18

From the unix terminal, we can use diff file1 file2 to find the difference between two files. Is there a similar command to show the similarity across 2 files? (many pipes allowed if necessary.

Each file contains a line with a string sentence; they are sorted and duplicate lines removed with sort file1 | uniq.

file1: http://pastebin.com/taRcegVn

file2: http://pastebin.com/2fXeMrHQ

And the output should output the lines that appears in both files.

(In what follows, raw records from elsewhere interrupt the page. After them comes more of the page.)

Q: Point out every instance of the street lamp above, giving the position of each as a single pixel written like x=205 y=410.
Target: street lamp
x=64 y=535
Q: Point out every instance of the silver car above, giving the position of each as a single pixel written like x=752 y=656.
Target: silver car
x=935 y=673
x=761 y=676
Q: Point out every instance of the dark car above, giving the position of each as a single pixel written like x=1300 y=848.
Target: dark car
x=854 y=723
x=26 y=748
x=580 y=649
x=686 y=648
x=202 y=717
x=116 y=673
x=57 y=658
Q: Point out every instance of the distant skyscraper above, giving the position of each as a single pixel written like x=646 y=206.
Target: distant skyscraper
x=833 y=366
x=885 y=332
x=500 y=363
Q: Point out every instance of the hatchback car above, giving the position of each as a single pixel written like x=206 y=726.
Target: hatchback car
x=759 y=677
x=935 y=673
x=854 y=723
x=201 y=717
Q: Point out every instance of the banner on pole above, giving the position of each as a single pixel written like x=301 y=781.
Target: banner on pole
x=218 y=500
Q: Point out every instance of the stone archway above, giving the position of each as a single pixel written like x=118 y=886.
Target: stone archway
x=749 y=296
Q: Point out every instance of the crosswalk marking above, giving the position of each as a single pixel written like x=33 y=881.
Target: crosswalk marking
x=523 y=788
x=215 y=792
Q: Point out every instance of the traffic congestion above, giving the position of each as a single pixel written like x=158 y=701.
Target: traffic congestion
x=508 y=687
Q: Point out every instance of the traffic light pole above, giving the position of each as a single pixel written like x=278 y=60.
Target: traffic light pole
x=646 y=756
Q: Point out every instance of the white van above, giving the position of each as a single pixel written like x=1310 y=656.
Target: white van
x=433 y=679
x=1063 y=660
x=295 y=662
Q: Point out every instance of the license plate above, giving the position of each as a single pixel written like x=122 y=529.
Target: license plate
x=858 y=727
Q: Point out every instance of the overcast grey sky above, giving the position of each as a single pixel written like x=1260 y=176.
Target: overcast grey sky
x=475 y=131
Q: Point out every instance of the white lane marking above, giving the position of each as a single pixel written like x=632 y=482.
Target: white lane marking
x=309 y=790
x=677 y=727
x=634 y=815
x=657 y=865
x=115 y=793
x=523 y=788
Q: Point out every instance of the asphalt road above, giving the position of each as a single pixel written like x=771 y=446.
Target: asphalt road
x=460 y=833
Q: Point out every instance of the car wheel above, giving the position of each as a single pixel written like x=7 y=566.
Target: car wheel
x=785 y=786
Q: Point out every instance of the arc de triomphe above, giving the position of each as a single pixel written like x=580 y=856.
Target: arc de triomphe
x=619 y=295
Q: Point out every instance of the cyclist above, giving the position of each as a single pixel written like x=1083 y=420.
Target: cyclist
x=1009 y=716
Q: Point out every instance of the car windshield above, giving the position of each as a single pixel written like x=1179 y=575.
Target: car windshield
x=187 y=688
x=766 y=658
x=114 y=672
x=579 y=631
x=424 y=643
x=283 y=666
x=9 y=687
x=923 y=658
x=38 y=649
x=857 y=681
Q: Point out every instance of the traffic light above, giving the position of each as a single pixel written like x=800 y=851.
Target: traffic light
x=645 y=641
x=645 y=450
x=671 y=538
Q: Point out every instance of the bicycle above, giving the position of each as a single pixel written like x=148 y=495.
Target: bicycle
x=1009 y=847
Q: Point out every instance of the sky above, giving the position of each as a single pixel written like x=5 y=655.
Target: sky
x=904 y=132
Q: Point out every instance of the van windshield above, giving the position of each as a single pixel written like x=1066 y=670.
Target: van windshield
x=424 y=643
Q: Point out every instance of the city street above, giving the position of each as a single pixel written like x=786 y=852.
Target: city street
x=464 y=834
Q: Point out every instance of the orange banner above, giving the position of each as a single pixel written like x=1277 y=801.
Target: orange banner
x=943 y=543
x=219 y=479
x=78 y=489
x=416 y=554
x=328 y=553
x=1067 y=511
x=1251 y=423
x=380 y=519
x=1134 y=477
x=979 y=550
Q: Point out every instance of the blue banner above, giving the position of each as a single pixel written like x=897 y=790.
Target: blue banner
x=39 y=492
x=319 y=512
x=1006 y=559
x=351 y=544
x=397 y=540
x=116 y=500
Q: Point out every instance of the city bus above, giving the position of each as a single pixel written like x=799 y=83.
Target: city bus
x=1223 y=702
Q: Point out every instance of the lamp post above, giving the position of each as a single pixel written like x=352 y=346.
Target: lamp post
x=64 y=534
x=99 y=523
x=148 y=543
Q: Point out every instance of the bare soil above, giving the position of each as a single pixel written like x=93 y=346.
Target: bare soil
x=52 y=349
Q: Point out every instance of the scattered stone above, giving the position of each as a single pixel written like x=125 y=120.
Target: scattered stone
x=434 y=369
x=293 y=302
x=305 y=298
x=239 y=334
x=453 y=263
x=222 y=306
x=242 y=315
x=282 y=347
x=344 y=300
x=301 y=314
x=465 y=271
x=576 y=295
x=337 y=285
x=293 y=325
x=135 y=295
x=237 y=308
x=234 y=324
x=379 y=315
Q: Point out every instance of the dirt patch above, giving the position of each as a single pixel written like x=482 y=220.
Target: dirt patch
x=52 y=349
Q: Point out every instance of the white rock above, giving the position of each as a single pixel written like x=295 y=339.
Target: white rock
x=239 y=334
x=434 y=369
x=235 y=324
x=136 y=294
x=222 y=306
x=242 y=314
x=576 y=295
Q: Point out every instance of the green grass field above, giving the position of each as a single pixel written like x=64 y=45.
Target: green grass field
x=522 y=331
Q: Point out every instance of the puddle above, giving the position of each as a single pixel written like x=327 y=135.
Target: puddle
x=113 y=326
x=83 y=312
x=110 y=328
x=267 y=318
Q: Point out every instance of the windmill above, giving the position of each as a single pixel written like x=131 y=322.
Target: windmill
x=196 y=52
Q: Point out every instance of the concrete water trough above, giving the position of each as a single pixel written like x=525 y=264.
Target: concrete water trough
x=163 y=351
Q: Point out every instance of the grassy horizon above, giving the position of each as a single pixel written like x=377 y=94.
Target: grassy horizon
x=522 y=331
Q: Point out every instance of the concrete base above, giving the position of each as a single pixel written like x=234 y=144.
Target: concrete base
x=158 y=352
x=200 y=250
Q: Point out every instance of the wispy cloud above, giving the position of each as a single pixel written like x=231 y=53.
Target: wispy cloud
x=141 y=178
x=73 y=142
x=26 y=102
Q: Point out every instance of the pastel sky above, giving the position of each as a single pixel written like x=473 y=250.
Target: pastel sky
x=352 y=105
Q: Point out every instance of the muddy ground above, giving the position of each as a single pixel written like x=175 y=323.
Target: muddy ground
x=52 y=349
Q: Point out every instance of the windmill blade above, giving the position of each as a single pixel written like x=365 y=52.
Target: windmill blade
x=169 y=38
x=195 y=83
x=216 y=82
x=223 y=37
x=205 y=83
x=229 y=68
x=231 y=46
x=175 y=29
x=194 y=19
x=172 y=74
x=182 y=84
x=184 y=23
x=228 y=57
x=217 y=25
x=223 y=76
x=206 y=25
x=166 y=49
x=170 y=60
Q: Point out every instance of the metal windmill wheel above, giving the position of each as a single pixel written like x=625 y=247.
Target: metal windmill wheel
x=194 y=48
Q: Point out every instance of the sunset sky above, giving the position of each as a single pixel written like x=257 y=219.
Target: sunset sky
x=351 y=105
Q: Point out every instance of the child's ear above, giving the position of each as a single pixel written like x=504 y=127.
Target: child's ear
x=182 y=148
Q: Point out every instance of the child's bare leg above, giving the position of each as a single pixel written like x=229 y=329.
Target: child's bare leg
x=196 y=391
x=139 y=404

output: http://pastebin.com/FnjXFshs

I am able to use python to do it as such but i think it's a little too much to put into the terminal:

x = set([i.strip() for i in open('wn-rb.dic')])
y = set([i.strip() for i in open('wn-s.dic')])
z = x.intersection(y)
outfile = open('reverse-diff.out')
for i in z:
  print>>outfile, i
alvas
  • 115,346
  • 109
  • 446
  • 738
  • What do your files look like? – paulmelnikow Mar 18 '13 at 05:26
  • 4
    possible duplicate of [how to show lines in common (reverse diff)?](http://stackoverflow.com/questions/746458/how-to-show-lines-in-common-reverse-diff) – beatgammit Mar 18 '13 at 05:26
  • Most times a string of human language sentences. Sometimes columnized with more information too. – alvas Mar 18 '13 at 05:37
  • Perhaps you could give an example of two simple files and the sort of output you'd like to get from that input? It's not clear to me exactly what you're trying to achieve. It would also be helpful to understand a bit more the motivation for doing this, as someone may have a different approach to solve your problem. – Martin Atkins Mar 18 '13 at 05:38
  • And you want the output to be a list of the lines that both files have in common? – Martin Atkins Mar 18 '13 at 05:52
  • @MartinAtkins, updated the question with the desired output. – alvas Mar 18 '13 at 05:56
  • Can the same line appear more than once in a given file? Is the order of the lines in the files relevant? – Jonathan Leffler Mar 18 '13 at 06:15
  • The same line shouldn't have appeared more than once in the file. i think i did `sort file1 | uniq` before coming the files. The order of the lines shouldn't be a problem too since the sort would have sorted them alphabetically. – alvas Mar 18 '13 at 06:47

2 Answers2

35

If you want to get a list of repeated lines without resorting to AWK, you can use -d flag to uniq:

sort file1 file2 | uniq -d
user35147863
  • 2,525
  • 2
  • 23
  • 25
  • 1
    Also, dropping the -d gets you just all the distinct lines from both files which is what I was looking for. – Aaron Mar 05 '15 at 19:07
17

As @tjameson mentioned it may be solved in another thread. Just would like to post another solution: sort file1 file2 | awk 'dup[$0]++ == 1'

  1. refer to awk guide to get some awk basics, when the pattern value of a line is true this line will be printed

  2. dup[$0] is a hash table in which each key is each line of the input, the original value is 0 and increments once this line occurs, when it occurs again the value should be 1, so dup[$0]++ == 1 is true. Then this line is printed.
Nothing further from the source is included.